Nella storia della Chiesa, i più grandi esempi di profeti sono i santi, come per esempio Francesco, che all’inizio tutti considerano fuori di senno e che solo gradualmente è accettato, riconosciuto e alla fine addirittura dichiarato santo. La santità è la più grande forma di profezia, non quando è canonizzata, ma quando sorge inaspettata e invita tutti alla conversione e al ritorno al Vangelo.
La Chiesa dunque è fondata sugli apostoli e sui profeti. La vita religiosa fa parte del carattere profetico della chiesa. I fondatori di ordini religiosi hanno quasi sempre preso l’iniziativa indipendentemente dalla istituzione. In modo autonomo e inaspettato hanno ricevuto una grazia particolare, hanno sentito una chiamata e solo quando le loro comunità erano cresciute si sono presentati alla Chiesa istituzionale per ottenere il riconoscimento del loro carisma, cioè del fatto che la loro opera era stata ispirata dallo Spirito.
Profezia e istituzione sono spesso in tensione, ma poiché procedono dallo stesso Dio, alla fine si riconoscono vicendevolmente – ed in questo risiede la differenza tra profeti autentici e i falsi profeti contro i quali il Nuovo Testamento mette in guardia. Il vero profeta pur disturbando, pur sfidando, pur scuotendo l’istituzione, comunque non la rinnega, non se ne separa e alla fine è accettato da essa, anche se spesso a prezzo di lunghe e dolorose crisi e incomprensioni.
Questo riguarda non solo la Chiesa nel suo insieme, ma la vita di ciascuno di noi. Infatti, anche se il dono di diventare profeti è gratuito e imprevedibile, siamo invitati a coltivare l’aspetto profetico della nostra chiamata, cioè la libertà che ci dà la fede di ascoltare la Parola e di discernere la volontà di Dio nella nostra vita. Inoltre, della nostra identità cristiana fanno parte anche i doni dello Spirito Santo, e in modo particolare il carisma di profezia, il cui ruolo principale secondo Paolo è non solo quello di verificare ed esortare, ma anche e soprattutto quello di consolare. (1 Cor 14,3).

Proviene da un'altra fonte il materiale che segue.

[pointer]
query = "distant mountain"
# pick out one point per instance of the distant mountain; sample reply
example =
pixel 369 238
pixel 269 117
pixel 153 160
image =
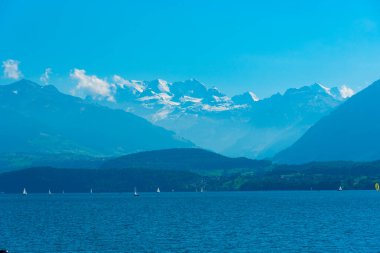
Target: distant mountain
pixel 40 119
pixel 242 125
pixel 40 180
pixel 187 159
pixel 351 132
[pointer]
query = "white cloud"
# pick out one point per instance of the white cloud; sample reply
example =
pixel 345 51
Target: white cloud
pixel 46 76
pixel 11 69
pixel 136 85
pixel 346 92
pixel 92 85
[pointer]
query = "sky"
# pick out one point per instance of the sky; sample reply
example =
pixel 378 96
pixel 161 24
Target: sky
pixel 260 46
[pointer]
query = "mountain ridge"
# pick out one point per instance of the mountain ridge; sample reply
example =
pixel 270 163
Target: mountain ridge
pixel 351 132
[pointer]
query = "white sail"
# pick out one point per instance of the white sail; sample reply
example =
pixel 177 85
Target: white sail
pixel 135 193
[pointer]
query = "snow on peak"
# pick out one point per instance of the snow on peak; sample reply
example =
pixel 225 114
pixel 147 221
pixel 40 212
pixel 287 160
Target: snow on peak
pixel 253 96
pixel 318 86
pixel 346 92
pixel 163 85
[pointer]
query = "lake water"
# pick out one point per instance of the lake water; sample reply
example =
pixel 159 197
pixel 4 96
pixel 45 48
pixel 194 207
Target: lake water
pixel 314 221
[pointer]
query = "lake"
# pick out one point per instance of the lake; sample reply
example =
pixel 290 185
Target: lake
pixel 288 221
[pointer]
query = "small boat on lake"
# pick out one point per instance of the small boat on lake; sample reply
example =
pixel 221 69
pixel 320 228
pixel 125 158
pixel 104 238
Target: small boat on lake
pixel 135 193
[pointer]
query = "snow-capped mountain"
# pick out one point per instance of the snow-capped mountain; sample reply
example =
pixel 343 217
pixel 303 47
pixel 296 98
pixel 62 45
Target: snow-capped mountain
pixel 242 125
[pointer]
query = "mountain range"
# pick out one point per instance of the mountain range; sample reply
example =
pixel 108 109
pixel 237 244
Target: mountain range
pixel 241 125
pixel 351 133
pixel 40 119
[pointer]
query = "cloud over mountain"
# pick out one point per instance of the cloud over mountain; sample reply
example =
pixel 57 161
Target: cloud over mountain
pixel 91 85
pixel 11 69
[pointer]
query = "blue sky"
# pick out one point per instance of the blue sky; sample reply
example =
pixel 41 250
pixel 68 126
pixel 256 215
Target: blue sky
pixel 263 46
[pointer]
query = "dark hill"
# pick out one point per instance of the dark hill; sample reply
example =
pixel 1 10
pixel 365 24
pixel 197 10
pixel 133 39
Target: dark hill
pixel 190 159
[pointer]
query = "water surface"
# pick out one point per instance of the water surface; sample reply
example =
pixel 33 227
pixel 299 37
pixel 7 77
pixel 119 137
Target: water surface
pixel 314 221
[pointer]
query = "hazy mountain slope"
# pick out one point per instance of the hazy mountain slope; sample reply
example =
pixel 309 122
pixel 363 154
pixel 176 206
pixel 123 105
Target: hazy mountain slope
pixel 241 125
pixel 190 159
pixel 351 132
pixel 41 119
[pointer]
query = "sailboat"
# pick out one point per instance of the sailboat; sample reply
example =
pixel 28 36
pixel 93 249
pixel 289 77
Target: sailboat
pixel 136 193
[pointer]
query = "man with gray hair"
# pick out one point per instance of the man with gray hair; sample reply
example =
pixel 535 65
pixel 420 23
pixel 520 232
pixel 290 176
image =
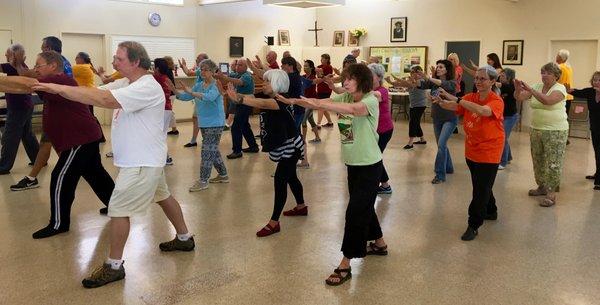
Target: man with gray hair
pixel 140 151
pixel 19 109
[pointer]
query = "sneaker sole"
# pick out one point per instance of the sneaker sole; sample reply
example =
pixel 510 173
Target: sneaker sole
pixel 24 188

Se infatti ogni cristiano, per via del battesimo, è un profeta, quindi riceve missione di parlare nel nome del Signore, alcuni ricevono questo dono in modo specifico sotto la forma di un carisma. E il carisma di profezia è appunto quello che ci insegna a consolare, aiutare, sostenere i nostri fratelli e sorelle nella fede, in una maniera che non è soltanto umana, ma che viene da Dio. Questo dono – ci dice Paolo nella prima lettera ai Corinzi – è particolarmente importante, perché attraverso di esso si edifica la Chiesa (1Cor 14,4). E’ un dono che costruisce. Infatti più c’è consolazione nella chiesa, più ci sono sostegno e conforto reciproci, più cresce l’unità e la solidarietà che cementano la comunità e la rendono un luogo dove si abita nella pace e nella fraternità.